This is an appeal from the lower court’s denial of appellant’s Post Conviction Hearing Act (PCHA) petition. Because we are unable to determine the merits of appellant’s contentions on the record before us, we must vacate the order of the lower court and remand for an evidentiary hearing.
On June 9, 1975, appellant entered counselled guilty pleas to four counts each of burglary and theft by unlawful taking. No direct appeal was taken. On May 13, 1976, appellant filed a pro se PCHA petition challenging the voluntariness of his pleas and the effectiveness of his counsel.1 The lower court appointed new counsel, heard argument, and then dismissed the petition without an evidentiary hearing. Appellant’s pro se PCHA petitions filed on May 10, 1978 and August 10, 1978 were dismissed without appointment of counsel or evidentiary hearings because the claims were substantially similar to those denied in the first PCHA petition. No appeals were taken from any of these dismissals. Appellant filed this pro se petition on August 2, 1979, alleging for the first time that the guilty plea colloquy was inadequate and that the sentencing court had failed to advise him of his right to appeal. The PCHA court found the plea colloquy adequate but agreed that appellant had not been informed of his right to appeal. It dismissed the petition, however, because the only issues cognizable on appeal had been waived by failing to raise them in prior PCHA petitions. Appellant perfected an appeal to this Court, and new counsel was appointed.

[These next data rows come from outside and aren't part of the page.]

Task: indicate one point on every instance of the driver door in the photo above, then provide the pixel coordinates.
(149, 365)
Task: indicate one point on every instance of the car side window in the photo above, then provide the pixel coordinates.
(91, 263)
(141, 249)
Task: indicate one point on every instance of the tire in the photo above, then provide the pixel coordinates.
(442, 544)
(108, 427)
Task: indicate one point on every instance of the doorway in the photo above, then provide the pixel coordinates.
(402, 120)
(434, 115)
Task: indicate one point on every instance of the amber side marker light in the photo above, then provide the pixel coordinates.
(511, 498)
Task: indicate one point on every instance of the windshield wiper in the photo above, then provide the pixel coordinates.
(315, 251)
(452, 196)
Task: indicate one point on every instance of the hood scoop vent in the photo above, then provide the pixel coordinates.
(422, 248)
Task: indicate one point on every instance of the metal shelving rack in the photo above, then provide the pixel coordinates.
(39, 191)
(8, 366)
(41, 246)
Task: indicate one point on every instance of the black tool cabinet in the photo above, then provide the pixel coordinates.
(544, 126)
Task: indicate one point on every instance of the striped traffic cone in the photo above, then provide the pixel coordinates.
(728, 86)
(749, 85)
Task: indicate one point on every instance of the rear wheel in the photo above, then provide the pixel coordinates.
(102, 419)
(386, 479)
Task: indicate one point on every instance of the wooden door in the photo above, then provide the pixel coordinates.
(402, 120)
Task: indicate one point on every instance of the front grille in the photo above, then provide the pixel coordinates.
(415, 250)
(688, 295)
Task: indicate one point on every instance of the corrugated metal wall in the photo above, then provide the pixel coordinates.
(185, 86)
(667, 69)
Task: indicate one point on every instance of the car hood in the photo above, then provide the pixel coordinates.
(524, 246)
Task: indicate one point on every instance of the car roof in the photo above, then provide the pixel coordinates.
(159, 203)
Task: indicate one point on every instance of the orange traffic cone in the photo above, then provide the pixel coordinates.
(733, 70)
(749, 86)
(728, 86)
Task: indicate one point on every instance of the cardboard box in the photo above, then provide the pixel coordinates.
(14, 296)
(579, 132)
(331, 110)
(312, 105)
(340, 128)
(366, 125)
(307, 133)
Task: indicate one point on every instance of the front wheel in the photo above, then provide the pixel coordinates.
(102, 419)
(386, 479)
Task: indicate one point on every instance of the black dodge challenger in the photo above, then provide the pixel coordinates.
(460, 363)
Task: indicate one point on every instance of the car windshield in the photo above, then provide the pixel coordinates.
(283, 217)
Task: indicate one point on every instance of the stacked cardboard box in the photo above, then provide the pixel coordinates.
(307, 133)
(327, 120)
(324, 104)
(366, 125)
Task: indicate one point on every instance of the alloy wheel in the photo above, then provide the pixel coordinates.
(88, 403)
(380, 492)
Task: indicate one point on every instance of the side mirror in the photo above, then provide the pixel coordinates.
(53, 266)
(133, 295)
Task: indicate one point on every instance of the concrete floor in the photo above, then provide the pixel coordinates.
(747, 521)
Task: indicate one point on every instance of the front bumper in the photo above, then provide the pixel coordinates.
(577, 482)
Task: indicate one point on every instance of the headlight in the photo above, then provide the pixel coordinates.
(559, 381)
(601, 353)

On this appeal, appellant contends that his PCHA counsel was ineffective in failing to: (1) amend his petition to challenge the lack of a factual basis for the guilty plea; (2) challenge the sentencing colloquy when the lower court had not informed appellant of his rights to withdraw his guilty plea and appeal; and (3) advise appellant to appeal from the denial of PCHA relief. Although these claims *397appear to have arguable merit, the present record is insufficient to permit a determination of whether counsel had a reasonable basis for failing to pursue them. See Commonwealth ex rel. Washington v. Maroney, 427 Pa. 599, 235 A.2d 349 (1967). Accordingly, we must remand for an evidentiary hearing on PCHA counsel’s effectiveness.2 Either party aggrieved by the lower court’s actions on remand may take a new appeal as allowed by law.

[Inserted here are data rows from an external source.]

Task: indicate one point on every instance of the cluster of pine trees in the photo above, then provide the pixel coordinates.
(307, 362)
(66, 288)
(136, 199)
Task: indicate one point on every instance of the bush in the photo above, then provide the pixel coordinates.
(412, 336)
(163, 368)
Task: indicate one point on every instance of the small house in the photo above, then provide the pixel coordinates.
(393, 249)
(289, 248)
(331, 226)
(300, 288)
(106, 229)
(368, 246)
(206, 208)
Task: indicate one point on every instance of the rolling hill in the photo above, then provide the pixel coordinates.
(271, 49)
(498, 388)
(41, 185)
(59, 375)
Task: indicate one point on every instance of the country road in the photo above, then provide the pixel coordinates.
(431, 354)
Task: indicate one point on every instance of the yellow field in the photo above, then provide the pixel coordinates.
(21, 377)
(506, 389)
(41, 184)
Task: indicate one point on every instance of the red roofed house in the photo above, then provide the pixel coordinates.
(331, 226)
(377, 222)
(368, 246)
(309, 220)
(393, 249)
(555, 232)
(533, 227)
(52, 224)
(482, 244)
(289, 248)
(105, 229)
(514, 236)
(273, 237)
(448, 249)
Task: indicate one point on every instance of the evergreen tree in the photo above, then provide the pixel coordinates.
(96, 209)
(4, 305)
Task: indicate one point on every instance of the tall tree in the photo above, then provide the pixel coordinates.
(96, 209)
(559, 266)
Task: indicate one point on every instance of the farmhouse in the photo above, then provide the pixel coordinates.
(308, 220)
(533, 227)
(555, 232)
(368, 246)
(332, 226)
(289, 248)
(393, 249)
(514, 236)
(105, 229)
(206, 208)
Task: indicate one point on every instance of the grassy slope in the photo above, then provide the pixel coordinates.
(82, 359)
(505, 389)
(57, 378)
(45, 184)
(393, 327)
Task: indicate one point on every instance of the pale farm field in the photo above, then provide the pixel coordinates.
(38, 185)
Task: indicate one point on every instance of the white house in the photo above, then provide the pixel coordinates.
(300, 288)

Order vacated and case remanded for proceedings consistent with this opinion.
VAN der VOORT, J., files a dissenting opinion.. A second PCHA petition, filed May 14, 1976, was treated as an amendment to the May 13 petition.

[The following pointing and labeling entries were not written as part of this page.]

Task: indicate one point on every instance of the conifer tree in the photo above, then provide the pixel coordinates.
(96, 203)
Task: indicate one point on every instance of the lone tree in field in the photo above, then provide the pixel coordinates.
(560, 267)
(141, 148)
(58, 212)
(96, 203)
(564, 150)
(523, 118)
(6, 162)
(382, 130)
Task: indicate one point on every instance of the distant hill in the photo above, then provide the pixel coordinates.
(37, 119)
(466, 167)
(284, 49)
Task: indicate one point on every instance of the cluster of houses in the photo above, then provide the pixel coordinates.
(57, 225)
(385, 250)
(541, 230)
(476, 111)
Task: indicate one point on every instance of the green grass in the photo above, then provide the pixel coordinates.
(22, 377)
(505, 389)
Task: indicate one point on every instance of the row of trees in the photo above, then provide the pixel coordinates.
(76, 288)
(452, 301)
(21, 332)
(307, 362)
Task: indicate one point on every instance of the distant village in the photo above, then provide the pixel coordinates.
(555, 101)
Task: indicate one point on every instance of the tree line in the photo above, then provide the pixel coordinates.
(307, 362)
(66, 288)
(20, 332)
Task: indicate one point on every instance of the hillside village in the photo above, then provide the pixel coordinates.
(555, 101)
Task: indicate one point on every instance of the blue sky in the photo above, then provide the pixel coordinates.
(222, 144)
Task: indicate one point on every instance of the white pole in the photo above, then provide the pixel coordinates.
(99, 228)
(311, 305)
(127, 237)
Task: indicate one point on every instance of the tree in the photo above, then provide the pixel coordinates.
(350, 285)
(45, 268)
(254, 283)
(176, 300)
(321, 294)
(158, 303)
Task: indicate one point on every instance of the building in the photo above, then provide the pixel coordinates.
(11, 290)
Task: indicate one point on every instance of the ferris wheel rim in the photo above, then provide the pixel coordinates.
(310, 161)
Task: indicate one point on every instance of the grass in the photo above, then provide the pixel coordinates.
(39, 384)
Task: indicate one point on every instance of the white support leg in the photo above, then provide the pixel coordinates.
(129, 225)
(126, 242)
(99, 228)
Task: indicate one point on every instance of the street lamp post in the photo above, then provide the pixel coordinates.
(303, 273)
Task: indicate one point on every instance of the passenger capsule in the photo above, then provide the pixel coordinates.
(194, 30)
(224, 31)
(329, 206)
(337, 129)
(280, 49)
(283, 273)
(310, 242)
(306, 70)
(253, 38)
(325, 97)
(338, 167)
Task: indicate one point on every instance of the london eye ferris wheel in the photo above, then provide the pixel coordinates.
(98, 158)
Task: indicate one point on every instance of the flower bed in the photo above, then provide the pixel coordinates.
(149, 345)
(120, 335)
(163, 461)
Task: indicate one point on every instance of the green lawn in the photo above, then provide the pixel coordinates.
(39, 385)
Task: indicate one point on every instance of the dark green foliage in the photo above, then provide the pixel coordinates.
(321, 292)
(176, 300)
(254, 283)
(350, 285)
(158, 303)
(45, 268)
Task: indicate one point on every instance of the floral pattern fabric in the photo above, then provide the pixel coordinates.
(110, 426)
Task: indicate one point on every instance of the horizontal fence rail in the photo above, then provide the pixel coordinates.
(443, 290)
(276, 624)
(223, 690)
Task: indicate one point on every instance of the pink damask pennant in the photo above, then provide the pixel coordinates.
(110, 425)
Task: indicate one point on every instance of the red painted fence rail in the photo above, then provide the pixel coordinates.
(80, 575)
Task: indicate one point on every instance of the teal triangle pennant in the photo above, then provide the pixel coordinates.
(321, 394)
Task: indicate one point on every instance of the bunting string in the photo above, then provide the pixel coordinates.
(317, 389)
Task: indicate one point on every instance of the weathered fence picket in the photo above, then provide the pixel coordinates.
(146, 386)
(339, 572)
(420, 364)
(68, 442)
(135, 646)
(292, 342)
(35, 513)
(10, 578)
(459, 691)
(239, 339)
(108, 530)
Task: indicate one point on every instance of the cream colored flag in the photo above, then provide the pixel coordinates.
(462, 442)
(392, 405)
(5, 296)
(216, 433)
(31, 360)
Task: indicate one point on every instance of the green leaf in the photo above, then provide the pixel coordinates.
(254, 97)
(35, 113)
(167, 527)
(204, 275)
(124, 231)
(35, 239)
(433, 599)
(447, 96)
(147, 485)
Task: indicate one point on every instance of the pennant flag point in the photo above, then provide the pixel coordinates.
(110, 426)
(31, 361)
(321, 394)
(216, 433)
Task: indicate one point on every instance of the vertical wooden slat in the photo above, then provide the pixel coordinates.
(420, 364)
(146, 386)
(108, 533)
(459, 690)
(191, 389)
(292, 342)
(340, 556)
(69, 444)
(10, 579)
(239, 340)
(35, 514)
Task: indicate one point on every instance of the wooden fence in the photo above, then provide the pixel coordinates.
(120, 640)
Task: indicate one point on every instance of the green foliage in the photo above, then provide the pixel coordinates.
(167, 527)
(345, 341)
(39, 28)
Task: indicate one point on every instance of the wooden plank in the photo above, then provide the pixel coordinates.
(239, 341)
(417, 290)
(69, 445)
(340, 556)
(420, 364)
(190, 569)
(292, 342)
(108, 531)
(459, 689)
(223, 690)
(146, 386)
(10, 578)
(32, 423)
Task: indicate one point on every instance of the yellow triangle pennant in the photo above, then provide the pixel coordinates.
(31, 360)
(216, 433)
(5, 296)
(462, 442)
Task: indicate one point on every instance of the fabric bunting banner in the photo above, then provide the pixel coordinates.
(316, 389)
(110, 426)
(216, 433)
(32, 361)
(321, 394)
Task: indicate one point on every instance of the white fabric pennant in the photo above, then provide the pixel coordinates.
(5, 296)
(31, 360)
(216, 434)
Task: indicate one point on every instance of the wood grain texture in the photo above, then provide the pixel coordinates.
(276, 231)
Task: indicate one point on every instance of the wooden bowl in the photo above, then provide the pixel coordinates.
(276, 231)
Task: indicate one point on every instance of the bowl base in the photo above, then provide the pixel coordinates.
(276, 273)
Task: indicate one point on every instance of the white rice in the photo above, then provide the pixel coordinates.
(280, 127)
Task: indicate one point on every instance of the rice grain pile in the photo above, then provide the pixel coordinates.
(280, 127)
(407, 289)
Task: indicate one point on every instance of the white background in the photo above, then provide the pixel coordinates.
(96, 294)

. Appellant has preserved his objections to PCHA counsel’s effectiveness because this is his first opportunity with independent counsel to raise them. Commonwealth v. Triplett, 476 Pa. 83, 88 n.5, 381 A.2d 877, 880 n.5 (1977); Commonwealth v. Johnson, 298 Pa.Superior Ct. 493, 498, 444 A.2d 1291, 1293 (1982); Commonwealth v. Oliver, 280 Pa.Superior Ct. 274, 277 n.1, 421 A.2d 719, 721 n.1 (1980).